The CLX 2.0 is Colnago’s top carbon frameset, and for 2010 it’s been on a diet, dropping more than 100g compared to the original CLX. Despite a disappointing wheel package, it’s an impressive machine.
Ride & handling: Sublime handling inspires absolute confidence
Though it’s not as light as other £2,500 bikes – 18lb (8.25kg) for a 57cm model, which is partly down to the wheels but also because the frameset is heavier than some of its rivals – the Colnago still excels in everything it does.
The quality frame combines with Colnago’s excellent CLX 2.0 fork to produce a ride that’s similar to the Italian company’s ﬂagship bike, the EPS – one of the best-handling bikes we’ve ever tested.

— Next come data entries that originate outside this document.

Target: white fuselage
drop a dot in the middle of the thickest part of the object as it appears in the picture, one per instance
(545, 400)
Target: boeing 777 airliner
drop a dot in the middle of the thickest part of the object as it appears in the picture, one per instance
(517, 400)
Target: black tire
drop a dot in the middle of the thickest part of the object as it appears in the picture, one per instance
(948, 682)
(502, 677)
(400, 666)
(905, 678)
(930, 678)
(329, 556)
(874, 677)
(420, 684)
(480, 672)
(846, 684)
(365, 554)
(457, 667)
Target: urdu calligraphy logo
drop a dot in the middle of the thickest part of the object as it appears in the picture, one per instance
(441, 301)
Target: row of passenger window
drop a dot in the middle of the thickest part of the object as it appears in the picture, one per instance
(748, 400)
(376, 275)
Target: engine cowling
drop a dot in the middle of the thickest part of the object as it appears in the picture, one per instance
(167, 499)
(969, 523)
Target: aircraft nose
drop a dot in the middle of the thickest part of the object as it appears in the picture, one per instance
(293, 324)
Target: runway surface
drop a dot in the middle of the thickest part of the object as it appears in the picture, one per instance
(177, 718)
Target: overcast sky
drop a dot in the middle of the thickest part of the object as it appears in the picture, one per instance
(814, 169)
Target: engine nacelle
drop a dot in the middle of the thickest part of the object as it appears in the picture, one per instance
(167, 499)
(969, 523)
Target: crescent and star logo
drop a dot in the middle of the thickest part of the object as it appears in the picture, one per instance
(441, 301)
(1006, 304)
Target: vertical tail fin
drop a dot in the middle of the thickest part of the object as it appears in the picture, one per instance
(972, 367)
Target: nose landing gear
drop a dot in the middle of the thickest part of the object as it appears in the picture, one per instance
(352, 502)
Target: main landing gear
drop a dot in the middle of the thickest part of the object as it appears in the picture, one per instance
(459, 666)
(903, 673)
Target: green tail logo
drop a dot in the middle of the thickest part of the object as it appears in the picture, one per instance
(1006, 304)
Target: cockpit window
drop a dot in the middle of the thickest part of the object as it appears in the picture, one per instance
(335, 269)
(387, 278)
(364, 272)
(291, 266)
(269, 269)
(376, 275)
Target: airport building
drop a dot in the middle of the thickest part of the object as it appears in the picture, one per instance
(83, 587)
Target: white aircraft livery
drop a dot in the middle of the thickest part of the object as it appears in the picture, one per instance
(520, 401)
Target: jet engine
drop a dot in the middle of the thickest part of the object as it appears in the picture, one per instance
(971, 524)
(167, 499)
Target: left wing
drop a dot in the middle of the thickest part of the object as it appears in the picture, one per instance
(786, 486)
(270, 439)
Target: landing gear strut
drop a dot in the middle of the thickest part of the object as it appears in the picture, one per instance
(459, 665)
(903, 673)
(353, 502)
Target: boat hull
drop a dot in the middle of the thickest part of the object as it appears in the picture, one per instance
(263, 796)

When you’re sprinting out of the saddle, the huge chainstays keep the back end perfectly in check, though the CLX feels a little softer in the saddle than the EPS; it’s not quite as poised, though it is a classy performer in its own right.
The handling is sublime, the riding position superb and it inspires absolute conﬁdence. Yes, it’s a couple of hundred grammes heavier than some others. However, if it were to be criticised or dismissed because of that, it’d be a real shame, because the CLX’s ride is not be missed.
Super deep chainstays keep the rear end in check: super deep chainstays keep the rear end in check www.robertsmithphotography.co.uk
Frame: Made in the Far East, but thoroughly Italian in design
Normally it wouldn’t be worth mentioning where a frame is made, since nearly everything carbon originates from the Far East, but with Colnago it’s different. Fans love the Italian heritage of Colnago bikes, marking out the brand from everyone else.
The Taiwanese-made CLX isn’t just another ‘me too’ carbon frame, though. The design and testing all originates in Italy, so it will perform just as well as the company’s domestic line-up – just without quite the same price implications.
The front end is a monocoque design, with deﬁned ribbed sidewalls on the top tube and down tube that are claimed to give the frame extra rigidity under side loads. The rear triangle is lugged, with super-deep-proﬁle chainstays as on the EPS. On the CLX they’re combined with arched seatstays rather than the straight ones of the EPS.
Racing 5s: great wheelset, just not on a £2500 bike: racing 5s: great wheelset, just not on a £2500 bike www.robertsmithphotography.co.uk
Equipment: Wheels let down an otherwise excellent spec
The CLX 2.0 is available in Ultegra or Dura-Ace versions and we’ve tested the former, which has a combination of Shimano’s new Ultegra and FSA’s excellent Team Issue crankset; this carbon compact is easily the equal of the Shimano parts surrounding it, and the bike shifts faultlessly.
The cockpit kit comes from FSA too: the superb short drop Wing Pro Compact and a long oversized stem. This makes for a very stable front end when combined with the excellent fork; it tracks superbly but does an excellent job of reducing road buzz.
Braking is handled by Colnago’s own X-Brake One. ‘Own-brand’ often means a cost-saving cheap unit has been ﬁtted, but that’s not the case with the X-Brake One. Looking like a cross between a Campag Skeleton and an FSA unit, the X-Brake offers superb stopping power and is as good as the Ultegra unit we expected to see – even with a colour-matched ﬁnish that looks super-slick with the frame.
The wheels are Racing 5s from fellow Italians Fulcrum. These are one up from the base model, and decent enough on their own, but even though they’ve been improved over the previous version for 2010, with a slight weight reduction, they’re still outclassed on a frame of this calibre. Really, we’re surprised to see a mid-range wheelset on a bike that retails for over £2,500.